In Taiji, Japan – the town made infamous by the “The Cove” documentary – dolphin hunting is still continuing. Neither anti-dolphin-hunt activists nor the townspeople of Taiji expect much to change, despite the success of the award winning documentary.
Life seems to go on as usual in the town of Taiji in western Japan – a town made famous by this year's Academy Award winning documentary "The Cove".
Despite the quiet of the small cove where the documentary showed Japanese fishermen herding and killing the dolphins, the townspeople have not stopped their hunting since the beginning of the dolphin hunt season in September.
What has changed however is the regular visit from anti-dolphin activists, who monitor and record their activities.
The most famous of them is Sea Shepherd, a conservancy organization known in Japan for their aggressive anti-whaling tactics against Japanese whalers.

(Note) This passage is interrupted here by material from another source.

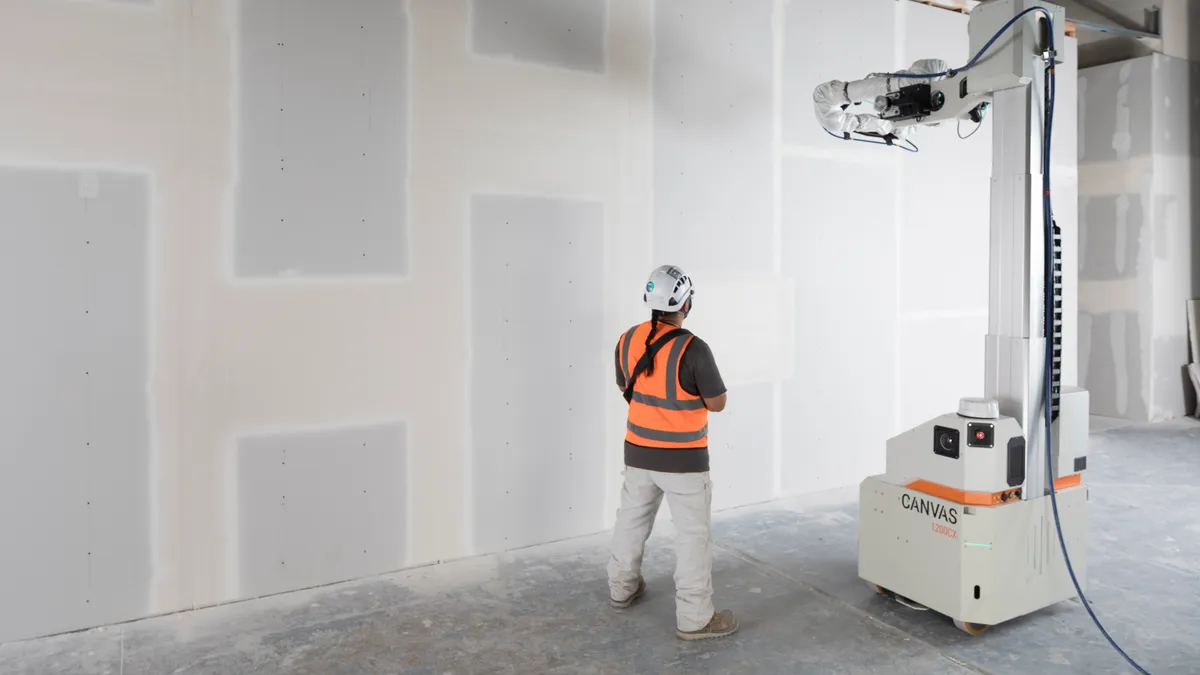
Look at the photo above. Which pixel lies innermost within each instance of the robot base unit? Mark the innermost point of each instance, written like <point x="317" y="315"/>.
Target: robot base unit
<point x="971" y="544"/>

West was part of an unusual meeting on Tuesday in the town community center that pitted anti-dolphin activists against local fishermen unions. Activists are skeptical anything will change in the town that prides itself on its whaling and dolphin hunting traditions.

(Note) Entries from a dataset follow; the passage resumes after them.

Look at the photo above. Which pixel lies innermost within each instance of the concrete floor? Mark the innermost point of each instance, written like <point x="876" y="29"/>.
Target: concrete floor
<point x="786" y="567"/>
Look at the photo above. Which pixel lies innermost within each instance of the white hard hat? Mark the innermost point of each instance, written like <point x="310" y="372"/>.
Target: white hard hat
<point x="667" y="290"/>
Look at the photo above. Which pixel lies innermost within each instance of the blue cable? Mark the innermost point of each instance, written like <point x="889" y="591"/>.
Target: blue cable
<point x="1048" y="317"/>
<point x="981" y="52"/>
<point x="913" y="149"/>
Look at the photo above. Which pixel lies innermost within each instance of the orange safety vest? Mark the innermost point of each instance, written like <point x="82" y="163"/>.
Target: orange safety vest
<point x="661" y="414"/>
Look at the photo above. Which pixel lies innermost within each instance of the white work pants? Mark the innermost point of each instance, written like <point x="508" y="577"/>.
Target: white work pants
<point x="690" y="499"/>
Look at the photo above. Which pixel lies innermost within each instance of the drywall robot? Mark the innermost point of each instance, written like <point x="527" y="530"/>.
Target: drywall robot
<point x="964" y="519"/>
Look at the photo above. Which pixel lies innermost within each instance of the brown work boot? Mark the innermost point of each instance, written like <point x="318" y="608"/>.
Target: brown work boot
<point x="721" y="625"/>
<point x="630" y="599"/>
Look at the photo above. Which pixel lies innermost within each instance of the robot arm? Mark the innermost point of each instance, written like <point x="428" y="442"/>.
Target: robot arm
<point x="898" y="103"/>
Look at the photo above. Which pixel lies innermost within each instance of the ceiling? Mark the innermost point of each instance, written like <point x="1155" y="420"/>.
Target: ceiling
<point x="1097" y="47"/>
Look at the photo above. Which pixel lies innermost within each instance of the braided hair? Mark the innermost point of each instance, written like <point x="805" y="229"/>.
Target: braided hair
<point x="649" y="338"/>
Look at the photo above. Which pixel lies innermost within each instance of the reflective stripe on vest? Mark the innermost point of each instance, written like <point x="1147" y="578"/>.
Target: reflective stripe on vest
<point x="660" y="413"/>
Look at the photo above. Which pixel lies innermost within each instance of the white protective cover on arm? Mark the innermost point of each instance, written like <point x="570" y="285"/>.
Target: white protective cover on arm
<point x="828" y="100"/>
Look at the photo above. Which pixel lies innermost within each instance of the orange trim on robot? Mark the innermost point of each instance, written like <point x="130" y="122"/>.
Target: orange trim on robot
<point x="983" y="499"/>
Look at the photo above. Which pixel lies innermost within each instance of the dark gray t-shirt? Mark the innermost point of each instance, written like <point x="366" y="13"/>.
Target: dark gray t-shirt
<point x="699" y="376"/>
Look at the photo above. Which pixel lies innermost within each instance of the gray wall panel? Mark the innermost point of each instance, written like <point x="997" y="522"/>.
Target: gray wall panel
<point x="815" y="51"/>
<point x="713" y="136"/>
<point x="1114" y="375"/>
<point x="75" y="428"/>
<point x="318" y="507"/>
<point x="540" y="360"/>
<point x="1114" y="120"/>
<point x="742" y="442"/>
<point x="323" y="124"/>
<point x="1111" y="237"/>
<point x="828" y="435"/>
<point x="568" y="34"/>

Japan has long maintained that killing dolphins is not banned under any international treaty, and the creatures are not endangered. They say dolphins need to be culled to protect their fishing grounds.

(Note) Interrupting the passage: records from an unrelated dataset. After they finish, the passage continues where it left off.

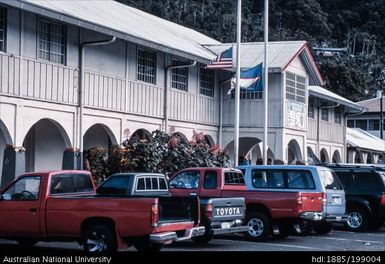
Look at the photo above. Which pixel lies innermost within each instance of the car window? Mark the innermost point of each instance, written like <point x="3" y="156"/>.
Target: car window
<point x="116" y="185"/>
<point x="71" y="183"/>
<point x="267" y="179"/>
<point x="301" y="179"/>
<point x="26" y="188"/>
<point x="367" y="181"/>
<point x="210" y="180"/>
<point x="234" y="177"/>
<point x="330" y="180"/>
<point x="185" y="180"/>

Some activists, including those behind the documentary, are seeking to ban dolphin hunts for health reasons, claiming dolphin meat that ends up in the kitchens of the townspeople is contaminated by excessive mercury levels. But that argument has not convinced the people of Taiji.
Taiji captures around 2,000 dolphins a year, slaughtering the majority for its meat which is sold to the locals. Some dolphins are spared and sold off to aquariums in Japan and around the world.